Airflow’s weakness: it’s a scheduler and monitor, not an execution engine. It tells Spark to run a job but doesn’t run the Spark job itself. Scaling Airflow itself (the scheduler, workers, metadata database) is an operational burden for large organizations. Alternatives include Prefect, Dagster, and cloud-native orchestrators (AWS Step Functions, GCP Workflows).

Pipeline Observability and Data Contracts

Observability for data pipelines goes beyond "did the job complete":

Data freshness SLO: Define and alert on maximum acceptable age for each dataset. If the orders table hasn’t been updated in 2 hours, page the on-call engineer.
Row count anomaly detection: Track daily row counts per table. Flag drops or spikes beyond historical norms (e.g., 3-sigma deviation). Monte Carlo, Bigeye, and dbt tests implement this.
Schema drift alerts: Alert when columns are added, removed, or type-changed in source data. Schema drift is the #1 cause of silent data quality degradation.
Data lineage: Track which pipeline produced each dataset, from which sources, at what time. OpenLineage (open standard) + Marquez (lineage server) provide lineage collection and visualization. Lineage is essential for impact analysis: "if I change this source table, which 47 downstream dashboards break?"

Data contracts formalize the agreement between data producers and consumers: the schema, freshness SLA, and null/range constraints are documented and enforced. When a producer wants to make a breaking change, the contract forces coordination with downstream consumers before deployment. This shifts data quality left — catching issues at production time rather than when analysts discover corrupted dashboards.

dbt: Transformation as Code

dbt (data build tool) has become the standard for SQL-based data transformations in the warehouse. Key capabilities:

Modular SQL models: Each model is a SELECT statement saved as a .sql file. dbt handles DDL — it creates or replaces the target table/view. Models reference each other with {{ ref('model_name') }}, building an implicit DAG.
Tests: Built-in tests (not_null, unique, accepted_values, relationships) run as assertions after each build. Custom tests are SQL queries that return rows on failure.
Documentation: Column descriptions live in YAML files alongside SQL. dbt generates a searchable documentation site from these descriptions, including the lineage graph.
Lineage graph: dbt computes the full DAG of model dependencies and renders it visually. Instantly shows what breaks if a source model changes.
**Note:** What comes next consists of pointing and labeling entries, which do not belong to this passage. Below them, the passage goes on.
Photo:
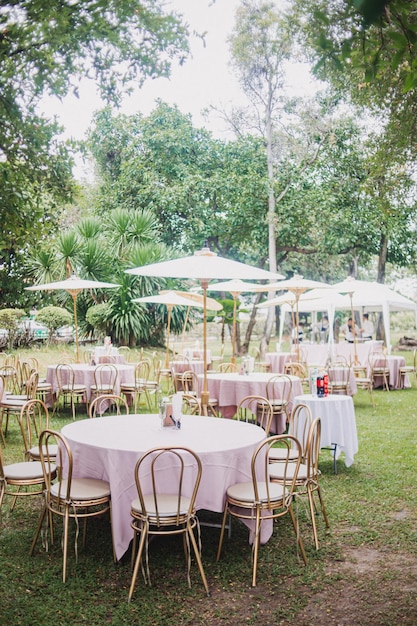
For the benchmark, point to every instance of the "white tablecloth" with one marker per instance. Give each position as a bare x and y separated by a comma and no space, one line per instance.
338,422
393,363
197,354
278,360
109,447
229,389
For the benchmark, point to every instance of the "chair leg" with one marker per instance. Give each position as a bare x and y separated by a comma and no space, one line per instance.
143,538
198,559
38,529
313,515
323,508
65,545
219,549
256,541
297,534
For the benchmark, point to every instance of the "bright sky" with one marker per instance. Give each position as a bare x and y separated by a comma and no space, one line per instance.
205,79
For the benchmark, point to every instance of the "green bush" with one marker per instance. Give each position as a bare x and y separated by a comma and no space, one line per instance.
53,317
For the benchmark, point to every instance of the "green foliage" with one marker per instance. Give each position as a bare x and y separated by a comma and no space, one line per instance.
45,49
54,317
9,320
98,317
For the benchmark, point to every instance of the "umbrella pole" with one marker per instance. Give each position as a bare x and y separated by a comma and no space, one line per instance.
205,394
184,327
169,307
233,359
77,352
297,319
355,352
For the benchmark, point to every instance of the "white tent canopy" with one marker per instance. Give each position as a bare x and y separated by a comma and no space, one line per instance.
368,297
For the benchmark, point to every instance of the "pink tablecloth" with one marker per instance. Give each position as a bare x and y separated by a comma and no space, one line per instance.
278,360
229,389
84,374
109,447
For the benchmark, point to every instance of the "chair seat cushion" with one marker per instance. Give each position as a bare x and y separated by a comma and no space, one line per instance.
245,492
35,453
82,489
167,505
276,471
281,454
24,471
78,388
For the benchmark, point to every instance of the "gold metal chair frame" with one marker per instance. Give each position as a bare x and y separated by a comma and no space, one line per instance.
260,499
109,400
158,513
69,498
307,476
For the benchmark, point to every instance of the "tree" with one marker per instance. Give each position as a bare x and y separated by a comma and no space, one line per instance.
45,48
54,317
368,51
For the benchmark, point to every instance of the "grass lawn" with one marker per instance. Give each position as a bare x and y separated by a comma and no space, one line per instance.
365,572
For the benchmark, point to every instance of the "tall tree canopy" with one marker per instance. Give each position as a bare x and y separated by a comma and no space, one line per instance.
45,48
368,51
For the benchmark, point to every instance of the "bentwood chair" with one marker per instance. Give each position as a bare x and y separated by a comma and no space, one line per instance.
68,498
255,410
298,427
11,404
105,379
339,378
189,383
379,370
33,419
25,479
70,392
164,507
278,393
307,476
112,402
260,499
138,387
408,370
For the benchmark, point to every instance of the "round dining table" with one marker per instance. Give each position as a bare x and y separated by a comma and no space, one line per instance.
109,447
230,388
338,422
84,374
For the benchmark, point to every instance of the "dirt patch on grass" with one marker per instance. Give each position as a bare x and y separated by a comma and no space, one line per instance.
366,587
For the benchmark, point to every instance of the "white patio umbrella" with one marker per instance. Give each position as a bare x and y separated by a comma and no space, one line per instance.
287,301
204,265
374,296
171,299
212,305
297,285
73,285
235,287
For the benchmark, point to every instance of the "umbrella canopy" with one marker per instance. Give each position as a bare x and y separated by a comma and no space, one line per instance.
375,296
73,285
212,305
298,285
204,265
174,298
236,287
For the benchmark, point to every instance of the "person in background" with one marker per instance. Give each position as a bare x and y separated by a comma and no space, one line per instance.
367,329
350,330
300,333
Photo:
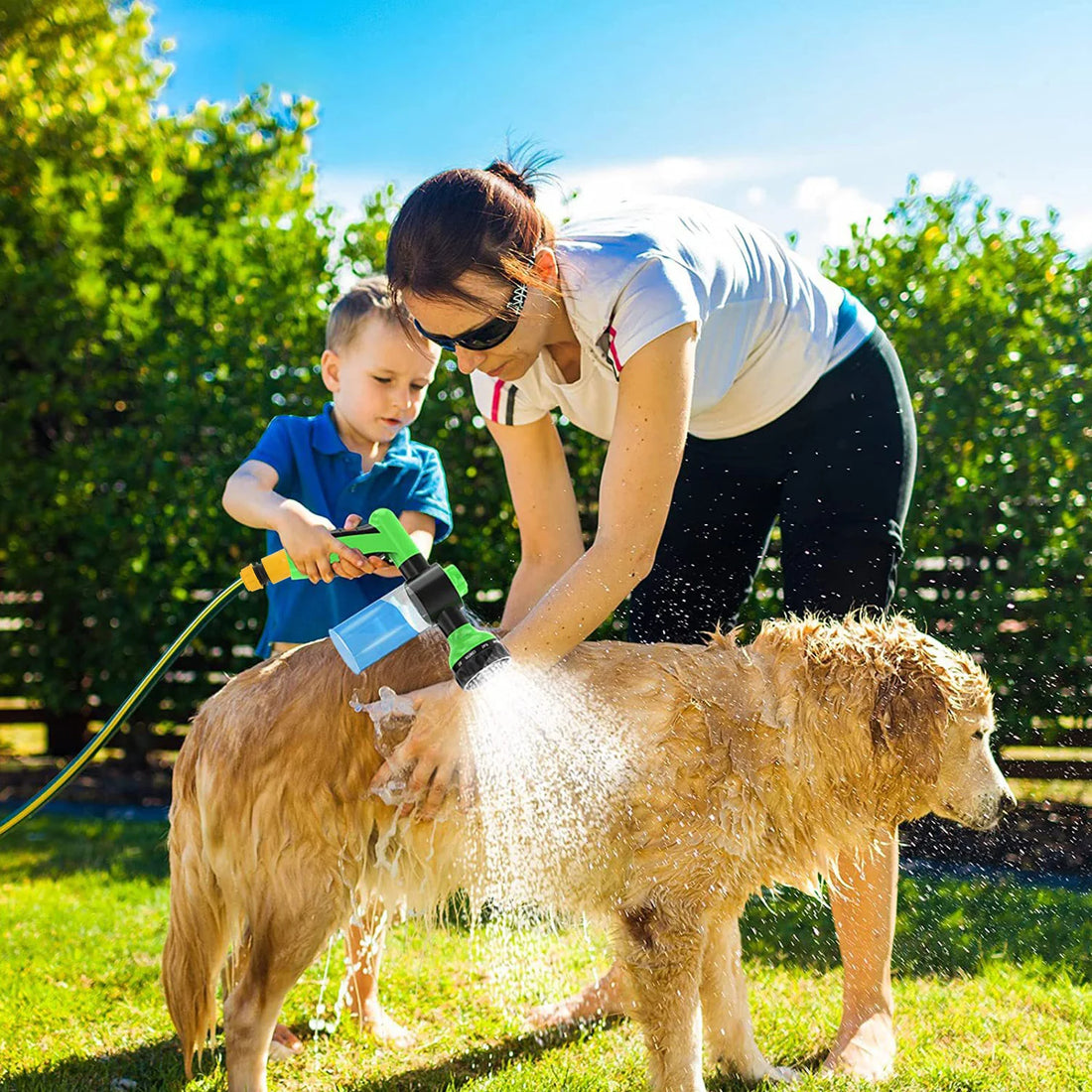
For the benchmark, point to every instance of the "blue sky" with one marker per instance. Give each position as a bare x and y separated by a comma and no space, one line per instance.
803,116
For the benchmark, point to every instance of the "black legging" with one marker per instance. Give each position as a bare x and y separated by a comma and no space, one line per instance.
837,469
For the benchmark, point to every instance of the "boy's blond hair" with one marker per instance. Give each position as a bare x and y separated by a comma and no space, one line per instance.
367,298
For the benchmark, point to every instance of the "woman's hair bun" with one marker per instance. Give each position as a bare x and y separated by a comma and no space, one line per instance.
516,178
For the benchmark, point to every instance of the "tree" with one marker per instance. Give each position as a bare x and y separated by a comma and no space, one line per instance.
163,292
992,319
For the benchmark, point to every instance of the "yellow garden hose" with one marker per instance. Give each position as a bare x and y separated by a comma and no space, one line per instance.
45,795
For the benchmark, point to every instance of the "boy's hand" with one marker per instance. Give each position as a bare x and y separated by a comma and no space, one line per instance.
309,543
377,566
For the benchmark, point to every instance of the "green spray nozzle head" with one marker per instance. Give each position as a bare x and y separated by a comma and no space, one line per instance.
476,655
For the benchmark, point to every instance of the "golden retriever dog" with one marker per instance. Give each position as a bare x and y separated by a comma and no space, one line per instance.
754,765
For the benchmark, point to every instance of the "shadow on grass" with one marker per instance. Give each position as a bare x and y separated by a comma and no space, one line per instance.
946,926
483,1060
155,1067
51,847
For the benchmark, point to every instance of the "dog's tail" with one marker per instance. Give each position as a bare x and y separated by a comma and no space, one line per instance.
199,932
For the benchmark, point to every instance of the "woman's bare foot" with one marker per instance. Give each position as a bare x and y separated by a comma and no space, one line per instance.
865,1049
285,1045
608,997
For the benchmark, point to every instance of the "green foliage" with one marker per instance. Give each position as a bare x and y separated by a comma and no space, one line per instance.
993,323
163,284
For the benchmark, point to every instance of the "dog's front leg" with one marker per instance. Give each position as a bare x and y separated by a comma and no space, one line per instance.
724,1008
663,958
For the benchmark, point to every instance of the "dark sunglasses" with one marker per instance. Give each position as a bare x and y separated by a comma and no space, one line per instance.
487,336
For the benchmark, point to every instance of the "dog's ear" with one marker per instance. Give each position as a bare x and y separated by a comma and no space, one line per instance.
906,722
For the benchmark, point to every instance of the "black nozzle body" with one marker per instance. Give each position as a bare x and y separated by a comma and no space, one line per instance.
479,663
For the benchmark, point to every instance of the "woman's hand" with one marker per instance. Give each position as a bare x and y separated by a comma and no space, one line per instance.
435,756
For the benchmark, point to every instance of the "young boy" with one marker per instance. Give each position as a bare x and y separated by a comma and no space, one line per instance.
308,477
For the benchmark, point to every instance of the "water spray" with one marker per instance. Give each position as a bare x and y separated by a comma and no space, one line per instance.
430,596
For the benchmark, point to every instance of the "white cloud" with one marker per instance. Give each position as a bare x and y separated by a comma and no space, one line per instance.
347,189
1077,231
836,206
602,186
937,182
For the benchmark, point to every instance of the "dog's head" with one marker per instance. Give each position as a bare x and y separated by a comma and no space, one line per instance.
934,716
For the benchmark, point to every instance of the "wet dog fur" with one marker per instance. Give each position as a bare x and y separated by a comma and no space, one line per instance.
757,764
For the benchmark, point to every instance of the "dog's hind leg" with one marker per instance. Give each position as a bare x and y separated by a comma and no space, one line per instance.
724,1011
286,935
663,957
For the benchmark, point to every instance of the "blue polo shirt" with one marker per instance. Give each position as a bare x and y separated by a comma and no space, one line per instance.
315,468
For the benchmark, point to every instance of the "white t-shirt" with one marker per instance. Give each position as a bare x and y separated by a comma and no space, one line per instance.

dbt runs in the warehouse — it pushes SQL to Snowflake, BigQuery, Redshift, or Databricks and lets the warehouse engine handle execution. This means it benefits from warehouse-scale compute without managing a separate Spark cluster for transformations. The combination of dbt (transformations) + Airflow (orchestration) + dbt tests (quality) + OpenLineage (lineage) covers most of a modern data platform’s operational needs.